Georgia Tech Designs Low-Power Circuit to Guard Against Side-Channel Sniffing Attacks

Side-channel sniffing is designed to grab encryption keys by measuring the power consumption or electromagnetic radiation emitted by the encryption engine, be it a CPU or other device. Google security researchers warned earlier this year that attacks such as Spectre wouldn’t end, unless chip manufacturers, like as AMD and Intel, changed their CPU architectures. To help protect against side-channel attacks, researchers from Georgia Tech and Intel have designed a circuit that mitigates sniffing by masking the electromagnetic and power emissions.

“Side-sniffing has been a longtime problem in cryptography, and we’ve always known that you could theoretically make the chip do 1,000 redundant jobs to mask the signal, but [previously, that wasn’t] realistic unless you were okay with the battery running out in 15 minutes. That’s where we got interested because as circuit designers we know how to make things last longer.” — Georgia Tech professor Saibal Mukhopadhya

Their circuit functions by introducing random noise into the signal, which scrambles the timing of the outputs. More specifically, the circuit employs an all-digital version of an analog low-dropout voltage regulator to power 128-bit encryption engines in 130nm CMOS using random fast voltage dithering (RFVD). An integrated voltage regulator with bond-wire inductors and an on-chip all-digital clock modulation circuit enable that RFVD.

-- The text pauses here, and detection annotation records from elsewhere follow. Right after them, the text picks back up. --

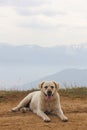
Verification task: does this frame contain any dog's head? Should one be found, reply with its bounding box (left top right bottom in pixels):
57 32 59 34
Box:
39 81 59 99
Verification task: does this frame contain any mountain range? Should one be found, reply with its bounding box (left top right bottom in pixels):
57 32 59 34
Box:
20 69 87 90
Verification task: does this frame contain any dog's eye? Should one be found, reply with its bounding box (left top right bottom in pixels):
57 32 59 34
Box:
44 86 48 89
51 86 54 89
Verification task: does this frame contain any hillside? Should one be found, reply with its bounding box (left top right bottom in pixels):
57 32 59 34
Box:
19 69 87 90
0 88 87 130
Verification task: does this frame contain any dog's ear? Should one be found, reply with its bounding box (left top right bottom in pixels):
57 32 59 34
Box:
38 81 44 89
53 81 59 91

According to the researchers, the circuit isn’t 100% effective at guarding against attacks, but it would take hackers 3,579 times as long to breach the platform over a standard circuit, which can be circumvented in a matter of minutes or seconds. What’s more, the circuit has a performance overhead of just 10%, and while that may not seem that great, it’s reportedly better than previous side-channel attack mitigations.